53 infrastructureRef:
54 apiVersion: infrastructure.cluster.x-k8s.io/v1beta1
55 kind: VSphereMachineTemplate
56 name: tkg-mgmt-worker-new
Save and quit. You’ll notice that a new VM will immediately start being cloned in vCenter. Wait for it to complete, this new VM is the new worker with the updated CPU and memory sizing and it will replace the current worker node. Eventually, after a few minutes, the old worker node will be deleted and you will be left with a new worker node with the updated CPU and RAM specified in the new VSphereMachineTemplate.
Scaling Control Plane Nodes
Scaling the control plane nodes is similar.
k get vspheremachinetemplates.infrastructure.cluster.x-k8s.io -n tkg-system tkg-mgmt-control-plane -o yaml > tkg-mgmt-control-plane-new.yaml
Edit the file and perform the same steps as the worker nodes.

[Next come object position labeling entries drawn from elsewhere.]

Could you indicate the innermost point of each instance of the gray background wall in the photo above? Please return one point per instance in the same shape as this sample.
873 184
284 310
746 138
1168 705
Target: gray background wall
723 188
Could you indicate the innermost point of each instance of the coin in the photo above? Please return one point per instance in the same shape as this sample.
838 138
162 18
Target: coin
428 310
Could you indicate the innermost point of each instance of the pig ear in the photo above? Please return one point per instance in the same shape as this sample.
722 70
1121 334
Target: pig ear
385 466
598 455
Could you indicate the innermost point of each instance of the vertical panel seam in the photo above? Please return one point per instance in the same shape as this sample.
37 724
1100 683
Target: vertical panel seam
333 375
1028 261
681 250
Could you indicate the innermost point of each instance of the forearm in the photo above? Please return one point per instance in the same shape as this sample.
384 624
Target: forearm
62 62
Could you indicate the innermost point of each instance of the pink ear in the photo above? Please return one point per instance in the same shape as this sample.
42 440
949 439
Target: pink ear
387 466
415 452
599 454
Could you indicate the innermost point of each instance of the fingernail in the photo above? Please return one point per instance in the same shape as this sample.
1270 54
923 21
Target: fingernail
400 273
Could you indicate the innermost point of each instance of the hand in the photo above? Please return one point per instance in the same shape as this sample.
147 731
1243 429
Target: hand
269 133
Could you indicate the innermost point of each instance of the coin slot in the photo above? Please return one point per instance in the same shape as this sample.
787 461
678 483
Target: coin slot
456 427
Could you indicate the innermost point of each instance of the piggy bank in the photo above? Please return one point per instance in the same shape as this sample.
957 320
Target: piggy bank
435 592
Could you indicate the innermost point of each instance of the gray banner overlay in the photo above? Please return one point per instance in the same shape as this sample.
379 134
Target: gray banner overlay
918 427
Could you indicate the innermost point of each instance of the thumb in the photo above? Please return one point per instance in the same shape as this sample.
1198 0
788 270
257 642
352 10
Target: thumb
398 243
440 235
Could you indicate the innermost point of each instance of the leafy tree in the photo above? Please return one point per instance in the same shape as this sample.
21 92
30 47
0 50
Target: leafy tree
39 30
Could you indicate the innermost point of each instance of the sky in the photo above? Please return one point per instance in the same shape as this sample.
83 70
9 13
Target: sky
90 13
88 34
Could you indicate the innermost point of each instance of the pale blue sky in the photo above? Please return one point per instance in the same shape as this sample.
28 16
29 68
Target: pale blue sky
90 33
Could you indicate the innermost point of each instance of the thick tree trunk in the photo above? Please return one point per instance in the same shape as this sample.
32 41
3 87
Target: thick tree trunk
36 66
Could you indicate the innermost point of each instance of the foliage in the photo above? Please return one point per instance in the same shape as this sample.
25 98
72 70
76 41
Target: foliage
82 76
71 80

You’ll notice that there is no MachineDeployment for the control plane node for a TKG Management Cluster. Instead we have to edit the CRD named KubeAdmControlPlane.
Run this command
k get kubeadmcontrolplane -A
NAMESPACE NAME CLUSTER INITIALIZED API SERVER AVAILABLE REPLICAS READY UPDATED UNAVAILABLE AGE VERSION
tkg-system tkg-mgmt-control-plane tkg-mgmt true true 1 1 1 0 21h v1.22.9+vmware.1
Now we can edit it
k edit kubeadmcontrolplane -n tkg-system tkg-mgmt-control-plane
Change the section under spec.machineTemplate.infrastructureRef, around line 106.
102 machineTemplate:
103 infrastructureRef:
104 apiVersion: infrastructure.cluster.x-k8s.io/v1beta1
105 kind: VSphereMachineTemplate
106 name: tkg-mgmt-control-plane
107 namespace: tkg-system
Change line 106 to
102 machineTemplate:
103 infrastructureRef:
104 apiVersion: infrastructure.cluster.x-k8s.io/v1beta1
105 kind: VSphereMachineTemplate
106 name: tkg-mgmt-control-plane-new
107 namespace: tkg-system
Save the file. You’ll notice that another VM will start cloning and eventually you’ll have a new control plane node up and running. This new control plane node will replace the older one. It will take longer than the worker node so be patient.
Hey Hugo, really like the blog, I have been trying this with TKGm 2.1 and this method does not seem to work anymore
Thanks Rolf, I’ve not tried this with 2.1, will do sometime this weekend and let you know.
Did you deploy a TKG 2.1 cluster using cluster class instead of legacy?